For me, the big feature in SharePoint 2010 is that Access now allows one to build Web-based applications that run on SharePoint. This solves all of the distribution issues, security issues, and even centralized backup of data that often have been a pain point for the IT department having to support MS Access applications. Here is a video of an Access application I built, and at the halfway point, I switch to running the application in a browser.
 
Watch it in full screen. SharePoint people should find it quite interesting.
 
So all of those great little applications people build in Access can now be pushed up to SharePoint. This eliminates the issues of Office versions and issues of scaling and sharing with many users. And it all is based on the security of SharePoint. The data is being backed up and centrally managed. Once, I had not been that interested in SharePoint; now I have a great RAD tool for developing SharePoint applications with Access 2010.

 
Albert D. Kallal (Access MVP)
Edmonton, Alberta

In response to the request for tasks/concepts that users find difficult to remember, I’ve had several users recently ask me how they can set and manage their e-mail alerts. They told me they figured it out once but couldn’t remember how they did it. Alerts are crucial because everyone lives in e-mail. I think the whole alert system is backwards. You shouldn’t have to set alerts from the lists/libraries. You should be able to go to a central place to create and manage your alerts.

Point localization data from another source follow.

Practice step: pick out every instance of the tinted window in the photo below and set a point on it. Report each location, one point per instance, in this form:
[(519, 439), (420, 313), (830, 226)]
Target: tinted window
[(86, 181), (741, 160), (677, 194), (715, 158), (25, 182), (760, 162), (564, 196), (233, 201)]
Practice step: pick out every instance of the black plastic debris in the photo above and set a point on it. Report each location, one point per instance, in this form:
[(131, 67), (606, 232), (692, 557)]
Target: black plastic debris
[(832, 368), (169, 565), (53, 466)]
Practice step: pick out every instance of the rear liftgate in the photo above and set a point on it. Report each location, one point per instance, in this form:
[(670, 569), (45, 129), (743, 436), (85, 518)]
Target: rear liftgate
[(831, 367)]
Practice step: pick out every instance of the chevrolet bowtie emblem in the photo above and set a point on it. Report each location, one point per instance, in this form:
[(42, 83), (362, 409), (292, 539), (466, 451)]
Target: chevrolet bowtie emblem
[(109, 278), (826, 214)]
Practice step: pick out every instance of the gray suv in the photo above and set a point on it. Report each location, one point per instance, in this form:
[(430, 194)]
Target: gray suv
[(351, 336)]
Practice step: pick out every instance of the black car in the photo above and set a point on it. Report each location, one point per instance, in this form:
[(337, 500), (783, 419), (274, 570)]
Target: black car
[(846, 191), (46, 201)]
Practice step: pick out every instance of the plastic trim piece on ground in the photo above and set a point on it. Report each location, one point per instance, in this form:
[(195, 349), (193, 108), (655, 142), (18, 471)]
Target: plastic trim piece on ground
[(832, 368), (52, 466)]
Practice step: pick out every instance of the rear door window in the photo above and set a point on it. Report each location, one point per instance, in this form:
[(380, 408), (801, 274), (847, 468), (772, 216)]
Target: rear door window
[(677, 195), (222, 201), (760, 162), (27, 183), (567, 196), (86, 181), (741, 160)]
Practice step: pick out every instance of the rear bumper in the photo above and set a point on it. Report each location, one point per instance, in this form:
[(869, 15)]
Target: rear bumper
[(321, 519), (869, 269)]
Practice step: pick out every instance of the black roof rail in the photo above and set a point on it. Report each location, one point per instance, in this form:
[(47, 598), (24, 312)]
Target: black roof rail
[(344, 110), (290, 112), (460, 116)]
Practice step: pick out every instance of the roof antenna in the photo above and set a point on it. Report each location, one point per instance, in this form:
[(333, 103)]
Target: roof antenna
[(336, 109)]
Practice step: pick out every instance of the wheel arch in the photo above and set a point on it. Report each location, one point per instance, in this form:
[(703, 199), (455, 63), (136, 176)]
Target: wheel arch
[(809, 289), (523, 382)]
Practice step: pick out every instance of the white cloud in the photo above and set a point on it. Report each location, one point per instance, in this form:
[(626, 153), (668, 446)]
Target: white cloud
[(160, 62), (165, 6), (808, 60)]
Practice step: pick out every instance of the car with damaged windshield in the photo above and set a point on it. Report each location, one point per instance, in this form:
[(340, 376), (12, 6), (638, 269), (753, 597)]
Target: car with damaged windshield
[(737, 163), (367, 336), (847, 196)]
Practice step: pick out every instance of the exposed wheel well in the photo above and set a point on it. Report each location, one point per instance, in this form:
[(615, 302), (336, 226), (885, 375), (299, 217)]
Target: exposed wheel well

P.S. I really enjoy SPTechReport. For me, it has the right blend of useful technical info and your personal insights, experiences and humor.

Ken Hampel (Siemens Corp.—Corporate Research)
Princeton, New Jersey

We have been using SharePoint 2007 for several years as part of our extranet for use between our employees and our clients. We have many critical functions we use SharePoint for, specifically the management of our clients’ customer data. We spend a great amount of time with the development limitations for SharePoint 2007. And now finally we can easily build visual Web Parts with normal ASPX development methodologies.

We have already migrated two features to SharePoint 2010. The user experience is significantly better, though the Edit Ribbon takes a bit of getting used to for those users who have not used Office 2007. But they quickly learn how to use the tools and move on.